The patient experience improved:

  • Patients were spending less time on the table after a reduction in unneeded series
  • Average patient time in the radiology department was decreased:
    • Deep dive:  The original Ochsner protocols required almost all patients scheduled for a routine CT abdomen/pelvis examination to be prepped with oral contrast. Most patients were instructed to drink for a period of two hours prior to the scan. This “blanket” policy was intended to ensure that any patient who might benefit from bowel opacification would have oral contrast present throughout their small and large intestines during the scan. While not all indications require contrast enhancement, a system of selective enhancement, allowing some patients to be scanned with no or minimal bowel contrast, would either have required development and implementation of a very robust protocol set or would require pre-scan radiologist input with specific instructions provided to the CT technologists and schedulers for every patient. Prior to the introduction of the UW CT protocols, such guidance did not exist for the Ochsner technologists. After conversion to the UW protocols, Ochsner patients were triaged by indication into three different groups: those requiring no oral prep; those requiring a smaller volume of positive contrast and therefore, shorter drinking times; and a few requiring a longer prep and a larger volume of oral contrast. These oral prep guidelines are clearly detailed in each specific clinical scan protocol. Ochsner saved money on oral contrast material as the volume administered decreased. More importantly, patient wait times were markedly reduced for many patients from 2 hours to one hour, and in many cases, to only a few minutes.

The Lead CT Radiologist experience:

  • According to Dr. Hajjar, the Ochsner radiologist who motivated the standardization effort, “My life has been greatly simplified since this conversion.”

Summary Statement:

The conversion to the UW CT protocols at Ochsner Health positively impacted care on many levels, including improved patient care, increased efficiency, cost savings, increased patient satisfaction, and faster patient throughput. Off-loading the burden of protocol development/ standardization greatly simplified life for the Ochsner CT leadership. These protocols are available at no additional charge on newly purchased GE CT scanners, immediately maximizing the clinical utility of new CT scanners and reducing the need to transfer existing protocols to a new platform.

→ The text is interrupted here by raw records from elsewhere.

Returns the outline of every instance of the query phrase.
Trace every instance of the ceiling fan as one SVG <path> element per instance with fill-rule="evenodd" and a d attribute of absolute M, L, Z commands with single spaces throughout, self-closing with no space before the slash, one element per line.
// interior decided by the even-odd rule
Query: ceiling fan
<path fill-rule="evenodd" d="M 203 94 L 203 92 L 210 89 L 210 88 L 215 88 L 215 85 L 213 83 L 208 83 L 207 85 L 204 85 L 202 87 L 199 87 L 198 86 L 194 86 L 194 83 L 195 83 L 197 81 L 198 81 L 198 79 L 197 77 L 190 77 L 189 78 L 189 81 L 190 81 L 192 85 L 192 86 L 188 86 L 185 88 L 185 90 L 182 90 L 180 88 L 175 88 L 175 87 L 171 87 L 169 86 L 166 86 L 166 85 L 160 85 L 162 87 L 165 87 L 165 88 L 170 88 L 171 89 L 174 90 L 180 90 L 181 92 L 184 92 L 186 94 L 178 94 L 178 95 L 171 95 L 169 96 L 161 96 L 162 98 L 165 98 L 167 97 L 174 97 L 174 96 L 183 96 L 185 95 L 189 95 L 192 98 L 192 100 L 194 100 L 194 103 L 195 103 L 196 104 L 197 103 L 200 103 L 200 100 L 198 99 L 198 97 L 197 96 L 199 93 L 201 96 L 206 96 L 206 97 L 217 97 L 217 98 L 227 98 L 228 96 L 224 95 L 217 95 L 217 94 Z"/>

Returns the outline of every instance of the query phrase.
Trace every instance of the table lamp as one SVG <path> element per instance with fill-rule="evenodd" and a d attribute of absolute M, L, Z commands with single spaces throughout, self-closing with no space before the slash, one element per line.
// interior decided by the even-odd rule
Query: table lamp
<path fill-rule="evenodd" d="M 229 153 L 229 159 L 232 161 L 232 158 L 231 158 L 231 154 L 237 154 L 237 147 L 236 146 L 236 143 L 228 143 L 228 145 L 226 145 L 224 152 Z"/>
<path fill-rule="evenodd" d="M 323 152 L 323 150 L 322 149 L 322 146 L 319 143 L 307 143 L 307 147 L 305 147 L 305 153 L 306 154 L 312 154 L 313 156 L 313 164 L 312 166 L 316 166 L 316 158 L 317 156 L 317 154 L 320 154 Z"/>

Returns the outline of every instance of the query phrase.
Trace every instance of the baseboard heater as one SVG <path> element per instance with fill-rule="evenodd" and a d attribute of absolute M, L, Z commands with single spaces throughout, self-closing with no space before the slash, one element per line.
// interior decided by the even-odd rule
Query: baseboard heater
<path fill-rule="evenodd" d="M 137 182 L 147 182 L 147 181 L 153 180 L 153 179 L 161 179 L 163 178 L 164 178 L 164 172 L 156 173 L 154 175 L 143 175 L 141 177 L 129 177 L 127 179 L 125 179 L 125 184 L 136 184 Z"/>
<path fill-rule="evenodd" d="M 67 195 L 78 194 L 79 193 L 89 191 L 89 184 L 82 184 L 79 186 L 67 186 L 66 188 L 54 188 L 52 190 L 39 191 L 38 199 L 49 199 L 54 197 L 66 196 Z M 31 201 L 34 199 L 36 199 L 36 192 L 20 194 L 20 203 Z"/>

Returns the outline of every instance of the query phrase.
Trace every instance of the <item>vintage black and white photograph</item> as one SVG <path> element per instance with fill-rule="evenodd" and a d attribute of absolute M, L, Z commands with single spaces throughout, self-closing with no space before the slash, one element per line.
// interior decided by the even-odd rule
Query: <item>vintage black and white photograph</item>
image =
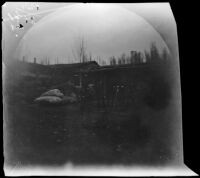
<path fill-rule="evenodd" d="M 169 3 L 6 2 L 2 69 L 6 175 L 195 175 Z"/>

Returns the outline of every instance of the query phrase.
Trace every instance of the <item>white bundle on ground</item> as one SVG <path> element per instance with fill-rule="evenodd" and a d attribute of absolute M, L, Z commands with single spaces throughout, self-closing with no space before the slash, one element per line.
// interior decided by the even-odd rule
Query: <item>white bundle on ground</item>
<path fill-rule="evenodd" d="M 58 89 L 49 90 L 35 99 L 39 104 L 67 104 L 77 102 L 76 94 L 71 93 L 70 96 L 64 96 Z"/>

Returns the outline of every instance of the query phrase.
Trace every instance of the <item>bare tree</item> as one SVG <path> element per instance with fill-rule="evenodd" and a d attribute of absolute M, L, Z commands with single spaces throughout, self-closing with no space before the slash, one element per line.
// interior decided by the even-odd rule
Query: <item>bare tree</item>
<path fill-rule="evenodd" d="M 72 54 L 76 61 L 80 63 L 87 62 L 86 45 L 83 37 L 79 38 L 77 44 L 72 48 Z"/>

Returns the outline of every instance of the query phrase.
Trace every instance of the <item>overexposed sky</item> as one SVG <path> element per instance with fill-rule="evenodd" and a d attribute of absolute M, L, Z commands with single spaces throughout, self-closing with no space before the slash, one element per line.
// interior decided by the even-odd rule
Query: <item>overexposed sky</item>
<path fill-rule="evenodd" d="M 45 3 L 43 3 L 45 4 Z M 48 9 L 45 4 L 43 10 Z M 84 39 L 86 51 L 94 59 L 109 63 L 109 57 L 148 50 L 156 42 L 176 55 L 176 26 L 168 3 L 145 4 L 49 4 L 52 11 L 24 33 L 14 56 L 30 61 L 48 57 L 60 62 L 77 61 L 77 48 Z M 9 45 L 7 43 L 7 45 Z"/>

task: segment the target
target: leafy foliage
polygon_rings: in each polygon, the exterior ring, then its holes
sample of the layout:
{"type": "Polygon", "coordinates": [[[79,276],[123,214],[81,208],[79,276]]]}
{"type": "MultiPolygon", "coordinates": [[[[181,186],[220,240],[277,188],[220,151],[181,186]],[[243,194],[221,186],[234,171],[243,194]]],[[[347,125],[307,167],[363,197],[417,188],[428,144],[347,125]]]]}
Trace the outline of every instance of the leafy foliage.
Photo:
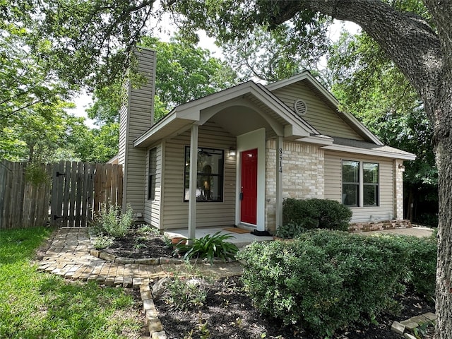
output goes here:
{"type": "MultiPolygon", "coordinates": [[[[141,46],[156,52],[155,121],[174,107],[208,95],[237,83],[237,75],[207,49],[195,47],[180,37],[169,42],[143,37],[141,46]]],[[[124,95],[121,81],[97,89],[93,105],[88,109],[98,124],[119,122],[124,95]]]]}
{"type": "Polygon", "coordinates": [[[206,258],[210,264],[213,263],[215,258],[226,261],[228,259],[234,259],[239,249],[231,242],[226,242],[227,239],[233,238],[230,234],[220,234],[218,231],[213,235],[206,234],[199,239],[189,239],[188,244],[182,243],[176,245],[174,253],[184,253],[184,259],[206,258]]]}
{"type": "Polygon", "coordinates": [[[408,254],[386,238],[315,230],[254,243],[239,254],[243,282],[263,314],[319,335],[393,308],[408,254]]]}
{"type": "Polygon", "coordinates": [[[351,210],[333,200],[291,198],[282,202],[282,225],[292,222],[305,229],[345,231],[348,229],[351,218],[351,210]]]}
{"type": "MultiPolygon", "coordinates": [[[[331,49],[328,67],[335,83],[332,90],[343,109],[353,112],[384,144],[416,154],[415,160],[405,164],[405,210],[414,203],[420,214],[423,206],[434,213],[438,172],[430,141],[433,129],[414,88],[364,33],[343,35],[331,49]]],[[[416,221],[422,218],[409,217],[416,221]]]]}
{"type": "Polygon", "coordinates": [[[104,203],[93,227],[97,234],[118,237],[126,235],[133,223],[133,211],[130,206],[123,213],[121,206],[104,203]]]}

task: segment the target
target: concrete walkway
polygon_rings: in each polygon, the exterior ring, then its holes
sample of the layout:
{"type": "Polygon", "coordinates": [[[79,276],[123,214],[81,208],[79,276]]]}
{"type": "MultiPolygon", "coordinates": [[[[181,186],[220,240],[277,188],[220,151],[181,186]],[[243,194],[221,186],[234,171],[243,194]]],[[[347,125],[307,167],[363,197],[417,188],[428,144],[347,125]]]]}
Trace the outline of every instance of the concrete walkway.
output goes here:
{"type": "MultiPolygon", "coordinates": [[[[215,231],[216,230],[213,230],[215,231]]],[[[209,230],[209,232],[213,230],[209,230]]],[[[51,246],[38,268],[39,270],[50,272],[68,279],[83,281],[96,280],[108,286],[122,285],[138,288],[143,279],[152,281],[169,276],[184,270],[184,266],[175,263],[147,265],[142,263],[118,263],[106,261],[90,254],[92,249],[88,229],[85,227],[61,227],[56,231],[51,246]]],[[[362,232],[371,235],[379,233],[429,237],[432,230],[425,227],[412,227],[362,232]]],[[[197,234],[198,235],[198,234],[197,234]]],[[[237,234],[237,238],[250,237],[250,242],[268,240],[268,237],[254,237],[251,234],[237,234]],[[251,238],[253,239],[251,239],[251,238]]],[[[248,243],[249,243],[248,242],[248,243]]],[[[244,244],[239,244],[244,245],[244,244]]],[[[238,262],[225,263],[198,263],[196,268],[202,274],[214,278],[241,275],[242,268],[238,262]]]]}
{"type": "MultiPolygon", "coordinates": [[[[429,229],[413,227],[365,233],[368,235],[379,232],[428,237],[432,232],[429,229]]],[[[259,238],[264,240],[263,237],[259,238]]],[[[107,286],[139,289],[150,337],[152,339],[166,339],[166,334],[154,305],[150,285],[161,278],[171,276],[174,272],[182,275],[190,274],[193,270],[187,269],[185,265],[174,263],[147,265],[111,263],[92,256],[90,254],[90,249],[91,241],[87,228],[60,228],[56,231],[52,245],[42,258],[38,270],[56,274],[66,279],[96,281],[107,286]]],[[[195,268],[196,273],[218,278],[242,275],[243,273],[242,266],[238,262],[213,265],[196,263],[195,268]]]]}
{"type": "Polygon", "coordinates": [[[379,234],[410,235],[413,237],[417,237],[418,238],[422,238],[425,237],[430,237],[433,234],[433,229],[415,226],[410,228],[396,228],[395,230],[382,230],[380,231],[362,232],[358,234],[364,235],[374,235],[379,234]]]}
{"type": "MultiPolygon", "coordinates": [[[[38,270],[67,279],[95,280],[107,286],[139,288],[143,280],[152,282],[171,275],[176,270],[184,270],[185,267],[172,263],[155,266],[107,262],[90,254],[91,244],[88,229],[61,227],[56,232],[38,270]]],[[[215,278],[241,275],[242,273],[242,266],[237,262],[212,266],[197,263],[196,269],[201,274],[215,278]]]]}

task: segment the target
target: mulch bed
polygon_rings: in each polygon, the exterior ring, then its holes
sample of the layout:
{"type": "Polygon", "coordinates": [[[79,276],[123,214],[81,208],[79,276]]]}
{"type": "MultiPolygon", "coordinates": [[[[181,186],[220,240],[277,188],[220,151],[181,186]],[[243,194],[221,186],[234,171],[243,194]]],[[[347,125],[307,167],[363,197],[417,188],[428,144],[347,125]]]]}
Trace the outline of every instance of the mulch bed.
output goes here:
{"type": "MultiPolygon", "coordinates": [[[[126,237],[118,238],[105,251],[117,256],[129,258],[157,258],[172,256],[173,249],[162,236],[146,235],[136,246],[137,237],[143,234],[132,230],[126,237]]],[[[434,303],[407,291],[398,296],[403,305],[400,315],[383,314],[376,320],[378,325],[347,328],[335,333],[338,339],[401,339],[404,338],[391,331],[394,320],[403,321],[411,316],[433,312],[434,303]]],[[[209,283],[207,299],[202,307],[189,311],[177,310],[162,299],[155,300],[159,319],[163,324],[168,339],[192,338],[274,338],[311,339],[311,333],[292,327],[285,327],[278,320],[261,314],[253,307],[245,295],[239,278],[233,277],[209,283]],[[210,336],[203,336],[208,331],[210,336]]],[[[423,336],[433,338],[433,328],[429,327],[423,336]]]]}
{"type": "MultiPolygon", "coordinates": [[[[253,307],[245,295],[239,278],[229,278],[209,285],[207,299],[202,307],[189,311],[179,311],[165,303],[163,298],[155,300],[159,319],[169,339],[183,338],[278,338],[311,339],[311,333],[295,327],[285,327],[280,321],[261,315],[253,307]],[[206,324],[207,323],[207,324],[206,324]],[[209,337],[202,337],[208,330],[209,337]],[[191,336],[189,335],[191,333],[191,336]]],[[[401,339],[391,331],[394,320],[405,320],[426,312],[434,312],[434,307],[423,298],[407,292],[398,298],[403,304],[400,316],[382,314],[378,325],[348,328],[337,333],[341,339],[401,339]]],[[[433,328],[423,338],[433,338],[433,328]]]]}
{"type": "Polygon", "coordinates": [[[126,237],[115,238],[113,244],[102,251],[124,258],[172,257],[173,248],[162,235],[143,234],[131,230],[126,237]]]}

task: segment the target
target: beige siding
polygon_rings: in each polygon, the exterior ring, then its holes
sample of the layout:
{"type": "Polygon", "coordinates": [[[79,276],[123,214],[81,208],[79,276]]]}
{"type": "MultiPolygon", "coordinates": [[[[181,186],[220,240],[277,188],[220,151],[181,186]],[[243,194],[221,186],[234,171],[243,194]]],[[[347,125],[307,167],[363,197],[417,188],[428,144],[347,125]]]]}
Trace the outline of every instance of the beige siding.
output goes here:
{"type": "Polygon", "coordinates": [[[164,143],[150,148],[146,155],[146,175],[145,184],[145,203],[144,203],[144,220],[153,226],[160,228],[160,210],[162,208],[162,155],[163,153],[164,143]],[[155,196],[154,200],[148,198],[148,185],[149,184],[149,151],[152,148],[157,151],[156,173],[155,173],[155,196]]]}
{"type": "MultiPolygon", "coordinates": [[[[235,138],[213,123],[199,126],[198,147],[225,150],[223,202],[196,203],[196,227],[234,225],[235,222],[236,157],[228,150],[235,145],[235,138]]],[[[162,228],[186,227],[189,203],[184,202],[184,166],[185,146],[190,145],[190,131],[167,140],[165,153],[164,198],[162,228]]]]}
{"type": "Polygon", "coordinates": [[[129,105],[121,109],[119,162],[124,165],[124,202],[136,213],[145,213],[146,150],[133,147],[133,141],[150,128],[153,114],[155,56],[153,51],[136,52],[138,71],[145,83],[136,88],[128,84],[129,105]]]}
{"type": "Polygon", "coordinates": [[[296,83],[275,90],[273,93],[292,109],[296,100],[301,99],[304,101],[307,112],[306,115],[303,116],[303,119],[321,133],[328,136],[363,140],[335,112],[303,84],[296,83]]]}
{"type": "Polygon", "coordinates": [[[353,207],[352,222],[390,220],[394,218],[393,162],[383,157],[325,151],[325,198],[341,201],[342,160],[379,164],[380,206],[353,207]]]}

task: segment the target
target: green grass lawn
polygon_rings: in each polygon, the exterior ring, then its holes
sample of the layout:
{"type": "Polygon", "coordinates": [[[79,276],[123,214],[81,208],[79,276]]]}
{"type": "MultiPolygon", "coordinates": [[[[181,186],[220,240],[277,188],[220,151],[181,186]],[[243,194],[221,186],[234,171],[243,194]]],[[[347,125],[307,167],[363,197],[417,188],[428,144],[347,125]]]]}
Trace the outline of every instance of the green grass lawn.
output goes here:
{"type": "Polygon", "coordinates": [[[37,272],[44,227],[0,231],[0,338],[133,338],[143,324],[122,288],[37,272]]]}

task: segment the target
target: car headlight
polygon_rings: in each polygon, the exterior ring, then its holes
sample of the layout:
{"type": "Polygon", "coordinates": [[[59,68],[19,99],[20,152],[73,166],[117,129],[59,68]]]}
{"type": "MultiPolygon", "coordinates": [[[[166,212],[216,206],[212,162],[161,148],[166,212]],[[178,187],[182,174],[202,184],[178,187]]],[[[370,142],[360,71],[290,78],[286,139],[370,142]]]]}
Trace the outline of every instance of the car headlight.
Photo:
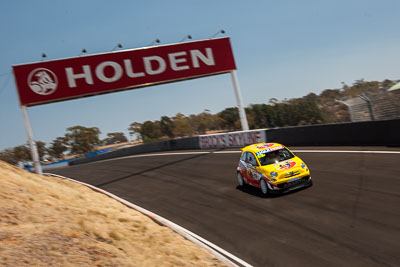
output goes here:
{"type": "Polygon", "coordinates": [[[278,173],[277,172],[270,172],[271,177],[278,177],[278,173]]]}

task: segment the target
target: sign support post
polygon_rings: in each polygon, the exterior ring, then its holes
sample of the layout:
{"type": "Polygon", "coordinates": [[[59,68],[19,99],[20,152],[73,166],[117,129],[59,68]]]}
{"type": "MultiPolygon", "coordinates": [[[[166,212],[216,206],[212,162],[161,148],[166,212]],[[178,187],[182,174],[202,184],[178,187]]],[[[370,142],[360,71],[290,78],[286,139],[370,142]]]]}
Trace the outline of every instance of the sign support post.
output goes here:
{"type": "Polygon", "coordinates": [[[240,117],[240,123],[242,124],[242,130],[248,131],[249,124],[247,123],[246,112],[243,107],[243,100],[242,100],[242,95],[240,94],[240,87],[239,87],[239,82],[238,82],[238,78],[236,75],[236,70],[231,70],[230,73],[232,76],[233,87],[235,89],[236,102],[239,106],[239,117],[240,117]]]}
{"type": "Polygon", "coordinates": [[[31,149],[31,156],[33,160],[33,166],[35,167],[35,172],[39,175],[43,175],[42,165],[40,165],[39,161],[39,153],[37,150],[36,143],[33,141],[33,134],[31,123],[29,122],[28,111],[26,106],[21,106],[22,116],[24,117],[25,131],[28,137],[28,144],[31,149]]]}

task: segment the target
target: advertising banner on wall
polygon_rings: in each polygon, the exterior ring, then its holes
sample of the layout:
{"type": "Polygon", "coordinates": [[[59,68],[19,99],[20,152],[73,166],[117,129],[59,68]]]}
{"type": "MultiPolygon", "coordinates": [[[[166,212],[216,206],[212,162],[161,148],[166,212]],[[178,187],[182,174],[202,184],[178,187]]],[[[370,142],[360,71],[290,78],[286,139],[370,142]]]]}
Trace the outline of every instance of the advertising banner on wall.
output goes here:
{"type": "Polygon", "coordinates": [[[13,66],[22,106],[216,75],[235,69],[227,37],[13,66]]]}
{"type": "Polygon", "coordinates": [[[245,147],[251,144],[266,142],[265,130],[230,132],[200,136],[200,148],[245,147]]]}

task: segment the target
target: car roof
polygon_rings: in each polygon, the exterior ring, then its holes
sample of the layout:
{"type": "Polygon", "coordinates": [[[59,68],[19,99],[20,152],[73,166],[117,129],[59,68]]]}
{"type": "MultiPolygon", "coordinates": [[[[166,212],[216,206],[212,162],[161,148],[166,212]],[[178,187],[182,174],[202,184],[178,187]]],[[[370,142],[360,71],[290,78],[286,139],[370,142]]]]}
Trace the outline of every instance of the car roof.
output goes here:
{"type": "Polygon", "coordinates": [[[258,151],[263,151],[266,149],[272,149],[272,148],[279,148],[279,147],[285,147],[284,145],[281,145],[279,143],[257,143],[253,145],[246,146],[242,148],[242,151],[249,151],[249,152],[258,152],[258,151]]]}

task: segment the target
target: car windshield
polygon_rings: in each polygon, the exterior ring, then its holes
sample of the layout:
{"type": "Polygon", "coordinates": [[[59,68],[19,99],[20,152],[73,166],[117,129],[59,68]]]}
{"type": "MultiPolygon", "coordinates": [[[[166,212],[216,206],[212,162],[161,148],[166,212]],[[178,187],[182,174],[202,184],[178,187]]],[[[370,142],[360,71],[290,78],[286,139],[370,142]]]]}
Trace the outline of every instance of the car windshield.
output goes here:
{"type": "Polygon", "coordinates": [[[258,155],[258,160],[260,161],[261,166],[265,166],[291,159],[293,157],[294,155],[289,150],[282,148],[279,150],[262,153],[258,155]]]}

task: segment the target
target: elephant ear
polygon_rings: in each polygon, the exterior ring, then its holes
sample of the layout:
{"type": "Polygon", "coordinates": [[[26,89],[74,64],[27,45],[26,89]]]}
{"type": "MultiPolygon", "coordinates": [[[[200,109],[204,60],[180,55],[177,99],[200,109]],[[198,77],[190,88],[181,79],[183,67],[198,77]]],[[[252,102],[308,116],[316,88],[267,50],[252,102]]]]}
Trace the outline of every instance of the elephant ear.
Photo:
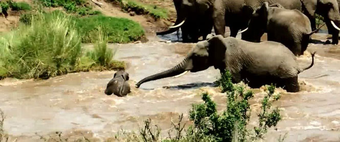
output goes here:
{"type": "Polygon", "coordinates": [[[122,75],[122,77],[123,77],[123,78],[125,81],[129,80],[129,74],[128,74],[127,73],[124,72],[124,73],[123,73],[123,74],[122,75]]]}
{"type": "Polygon", "coordinates": [[[221,63],[224,63],[225,58],[226,44],[224,42],[224,38],[222,35],[218,35],[209,39],[208,42],[210,59],[215,69],[219,68],[221,63]]]}
{"type": "Polygon", "coordinates": [[[268,12],[268,8],[269,8],[268,2],[265,2],[261,7],[259,10],[259,12],[261,13],[267,13],[268,12]]]}
{"type": "MultiPolygon", "coordinates": [[[[198,12],[203,13],[207,11],[213,5],[210,0],[197,0],[198,12]]],[[[202,14],[203,13],[201,13],[202,14]]]]}
{"type": "Polygon", "coordinates": [[[314,16],[316,9],[317,0],[302,0],[303,13],[309,16],[314,16]]]}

We encourage you to join Ochsner in realizing the patient care and workflow benefits of protocol standardization.

Results listed here are of this specific customer and may not be typical. Results are based on factors specific to each customer. GE Healthcare cannot guarantee these or similar results.

References
Guite, K. M., Hinshaw, J. L., Ranallo, F. N., Lindstrom, M. J., & Lee Jr, F. T. (2011). Ionizing radiation in abdominal CT: unindicated multiphase scans are an important source of medically unnecessary exposure. Journal of the American College of Radiology, 8(11), 756-761.